There are many ways to make a documentary about Lourdes—as a religious shrine, yes, but also as an icon of global renown. French directors Thierry Demaizière and Alban Teurlai chose a secular path: they watched the humanity that comes there. To understand Lourdes, they decided to understand the people who sustain it.
Nearly six million pilgrims visit each year, arriving from every corner of the world. Over the decades, Lourdes has become one of France's major tourist destinations. Outsiders assume it exists for one reason: people come seeking miracles or divine grace. The numbers tell a different story. The medically unexplained healings officially recognized by the Church are a fraction—smaller, even, than the spontaneous remission rate for various diseases. As one woman in the film puts it: going to Lourdes hoping for a miracle is like buying a lottery ticket.
To grasp why pilgrims really come, the directors followed a handful of visitors before and during their stays. Each brought a different story, different hopes. Their accounts rise from a vast, heterogeneous crowd—yet all share the weight of expectation that pilgrimage carries. Some have lived with disability since birth, wrestling with all its practical and social consequences, often alongside family. Others fell ill in adulthood and had to rebuild existence from scratch, sometimes with a shortened life ahead.

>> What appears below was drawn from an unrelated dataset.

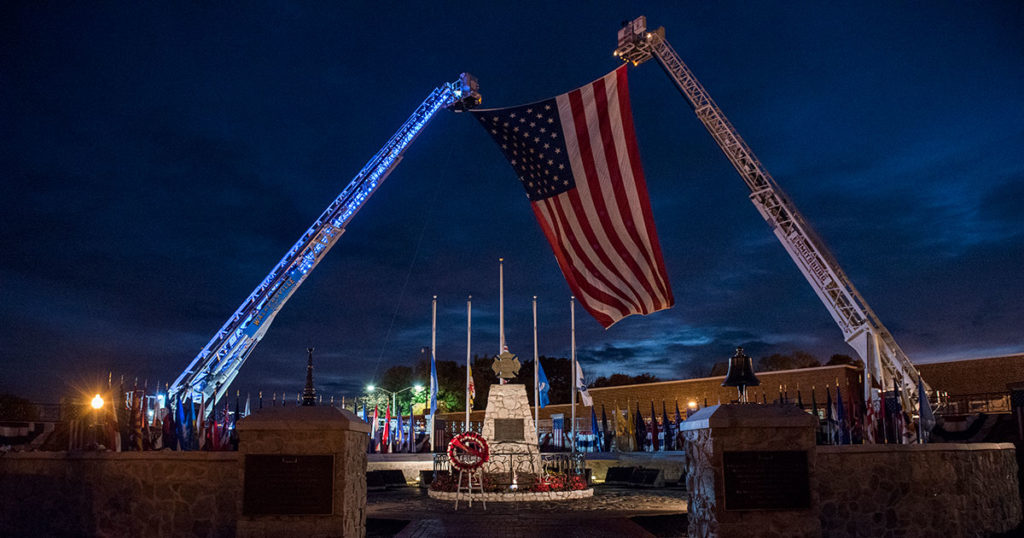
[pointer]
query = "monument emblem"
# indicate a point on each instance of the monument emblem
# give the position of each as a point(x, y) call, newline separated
point(506, 365)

Some travel on behalf of someone too fragile to make the journey themselves. There are sex workers and trans people who, for a few days, belong to a community that asks no questions.

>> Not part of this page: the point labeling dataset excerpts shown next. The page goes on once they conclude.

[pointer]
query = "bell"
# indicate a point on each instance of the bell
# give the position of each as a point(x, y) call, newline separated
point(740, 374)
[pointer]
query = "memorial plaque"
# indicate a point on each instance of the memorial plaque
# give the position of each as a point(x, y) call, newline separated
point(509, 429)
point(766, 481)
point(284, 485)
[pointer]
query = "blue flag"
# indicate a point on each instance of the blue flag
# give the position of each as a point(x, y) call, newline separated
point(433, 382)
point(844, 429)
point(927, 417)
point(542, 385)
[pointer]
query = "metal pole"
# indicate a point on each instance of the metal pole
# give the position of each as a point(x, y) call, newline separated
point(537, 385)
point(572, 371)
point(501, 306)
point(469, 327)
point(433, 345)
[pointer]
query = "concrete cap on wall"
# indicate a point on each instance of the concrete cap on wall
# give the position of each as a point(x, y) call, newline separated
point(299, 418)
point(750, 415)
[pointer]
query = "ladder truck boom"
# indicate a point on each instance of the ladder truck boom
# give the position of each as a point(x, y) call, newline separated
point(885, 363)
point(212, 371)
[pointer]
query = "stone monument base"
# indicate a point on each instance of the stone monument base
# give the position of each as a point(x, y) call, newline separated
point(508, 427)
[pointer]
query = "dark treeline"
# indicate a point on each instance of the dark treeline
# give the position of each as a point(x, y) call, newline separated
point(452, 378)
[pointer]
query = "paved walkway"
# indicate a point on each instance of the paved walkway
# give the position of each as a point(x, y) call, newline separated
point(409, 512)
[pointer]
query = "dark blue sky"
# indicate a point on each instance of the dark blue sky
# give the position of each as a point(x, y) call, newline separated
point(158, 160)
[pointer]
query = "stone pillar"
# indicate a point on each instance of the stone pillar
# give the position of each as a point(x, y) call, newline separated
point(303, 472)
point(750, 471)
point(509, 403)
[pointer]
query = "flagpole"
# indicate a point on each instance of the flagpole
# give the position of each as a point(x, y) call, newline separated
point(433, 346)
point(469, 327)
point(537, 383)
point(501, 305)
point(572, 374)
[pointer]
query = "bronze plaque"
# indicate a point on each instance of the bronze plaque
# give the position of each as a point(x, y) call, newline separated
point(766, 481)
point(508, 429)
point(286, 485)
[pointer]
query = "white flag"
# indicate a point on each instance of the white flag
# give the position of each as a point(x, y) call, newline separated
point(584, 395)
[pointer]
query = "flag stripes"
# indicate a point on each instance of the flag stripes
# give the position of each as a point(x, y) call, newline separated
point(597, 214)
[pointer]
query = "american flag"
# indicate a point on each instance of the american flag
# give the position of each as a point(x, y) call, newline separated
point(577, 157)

The schedule is relentless: visits to the grotto, religious services, communal meals. It looks rigid, leaving little room for individual choice. Yet the pilgrims seem to be seeking precisely that—to surrender to something larger than themselves. Still, each finds space to tell their own story, and it gains a dignity that ordinary life may deny it. The camera captures no miracles, no apparitions. Instead: a hand touching the grotto rock. Water from the spring. Meals shared. Help from volunteers and professionals. Gesture matters as much as word and thought.
The directors remain secular in their approach. They don't investigate whether the visions were real, or whether the Church's recognized miracles truly happened. This is not an exposé. There is no analysis of the economic machinery, no argument for or against faith tourism. The filmmakers set out to answer a simpler question: Why do millions of people come? Not to understand the phenomenon of Lourdes itself, but to understand those who pour time, money, and hope into it.
Strip away both the miraculous aura and the tourist spectacle, and what emerges? A place capable of offering something precious: welcome without judgment. For a brief span of time, people who struggle daily—who live with pain, indifference, sometimes contempt—find a community that receives them. Not as a burden. Not as an intrusion. But as exactly who they need to be, in exactly the moment they need it.
This does not erase the torment and fear the pilgrims speak of—always with composure, never veering into sentimentality. The film refuses to hide the weight of suffering. It offers no illusion that a pilgrimage fixes everything. Yet the very act of traveling, for everyone filmed, reveals something crucial: a refusal to surrender to fear. A choice to believe in the future.
The documentary's success in France—respectable box office for a film of this kind—prompted the Sanctuary to produce a follow-up video. It shows what happened to some of the people featured after filming ended. A risky move. It risks feeding a morbid curiosity that the original carefully avoided. The documentary's arc was precise: preparation, arrival, the experience itself, then the sorrow of departure.
What lingers when you leave the theater? What did the directors perceive in their attempt to give anthropological meaning to an experience so layered—elements of genuine faith woven together with economic realities, with tourism, with the hunger for belonging? Probably this: in the faces and gestures of the pilgrims, you glimpse something like peace of soul before anything else. The genuine tears of those who leave—they seem to answer the very question the filmmakers asked at the start.